Just to show that we did indeed get a big jump in traffic that was beyond our expectations, here is part of the Analytics graph:
What did I learn? I learned that your co-developers may be smarter than you, and brilliant all around, but they might still suggest you towards a path of a bad decision, and that regardless, if you are one the one making the decision then you should be ready to take responsibility if things go awry. I take responsibility for this problem, though I'm sure if we had more time we would have optimized it away, but in reality, time is scarce and feature requests are always coming down the line. I also learned that it's rather important to come back to these kind of decisions every few months and review various pieces of data to figure out if we need to start optimizing, regardless of the current workload.

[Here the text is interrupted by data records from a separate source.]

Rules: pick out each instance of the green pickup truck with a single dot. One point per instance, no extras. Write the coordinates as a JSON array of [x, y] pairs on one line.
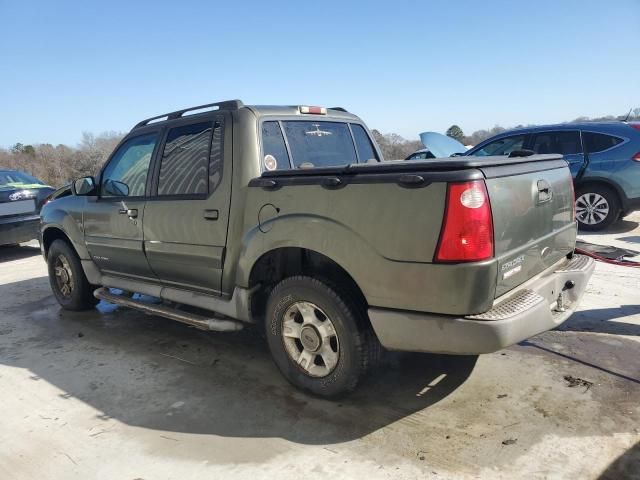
[[287, 217]]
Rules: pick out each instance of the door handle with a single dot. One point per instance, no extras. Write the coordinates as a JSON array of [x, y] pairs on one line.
[[210, 214], [130, 212]]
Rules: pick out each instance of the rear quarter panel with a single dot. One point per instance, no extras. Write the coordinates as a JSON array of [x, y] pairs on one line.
[[383, 235]]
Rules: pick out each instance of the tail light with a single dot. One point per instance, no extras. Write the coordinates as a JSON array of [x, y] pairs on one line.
[[467, 227], [313, 110]]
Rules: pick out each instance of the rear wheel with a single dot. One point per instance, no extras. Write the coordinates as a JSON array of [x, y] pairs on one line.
[[67, 279], [317, 336], [597, 207]]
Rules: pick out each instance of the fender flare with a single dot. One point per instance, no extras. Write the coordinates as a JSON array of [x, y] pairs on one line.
[[323, 235]]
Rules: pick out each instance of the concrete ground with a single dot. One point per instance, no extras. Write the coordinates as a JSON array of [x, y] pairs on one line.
[[115, 394]]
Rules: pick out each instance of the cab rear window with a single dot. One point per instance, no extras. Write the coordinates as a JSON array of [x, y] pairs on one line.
[[313, 144]]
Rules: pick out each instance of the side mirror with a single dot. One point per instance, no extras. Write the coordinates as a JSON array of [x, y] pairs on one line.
[[84, 186]]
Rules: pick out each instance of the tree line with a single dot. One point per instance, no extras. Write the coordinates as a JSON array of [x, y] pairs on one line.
[[58, 165]]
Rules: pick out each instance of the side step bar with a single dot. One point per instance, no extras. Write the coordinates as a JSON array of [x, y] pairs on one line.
[[198, 321]]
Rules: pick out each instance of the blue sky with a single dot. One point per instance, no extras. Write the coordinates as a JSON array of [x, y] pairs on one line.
[[404, 67]]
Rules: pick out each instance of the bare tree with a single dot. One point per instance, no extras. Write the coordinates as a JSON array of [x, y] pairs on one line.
[[58, 165]]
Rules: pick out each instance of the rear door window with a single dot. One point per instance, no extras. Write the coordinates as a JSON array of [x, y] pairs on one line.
[[185, 160], [599, 142], [502, 146], [561, 142]]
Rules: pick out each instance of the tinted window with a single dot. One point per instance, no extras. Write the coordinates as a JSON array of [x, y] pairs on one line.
[[421, 156], [564, 143], [502, 146], [319, 144], [185, 160], [216, 158], [363, 144], [274, 149], [598, 142], [126, 173]]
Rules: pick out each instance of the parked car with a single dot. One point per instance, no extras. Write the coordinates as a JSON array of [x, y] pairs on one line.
[[64, 191], [422, 154], [286, 218], [604, 159], [21, 197]]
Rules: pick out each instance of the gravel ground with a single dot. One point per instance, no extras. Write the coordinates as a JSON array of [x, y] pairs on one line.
[[113, 393]]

As always, I'm happy to receive comments, even critical ones telling me that I should be burned at the stake for making certain decisions, as I don't claim to necessarily be an expert in any of these technologies, just a determined developer with a passion for evangelizing Drupal, taking it to the far frontiers. I hope that if nothing else, you will takeaway from this that it is important to have an emergency outage plan in place, because at some point your site *will* go down, it is only a matter of time. Be prepared.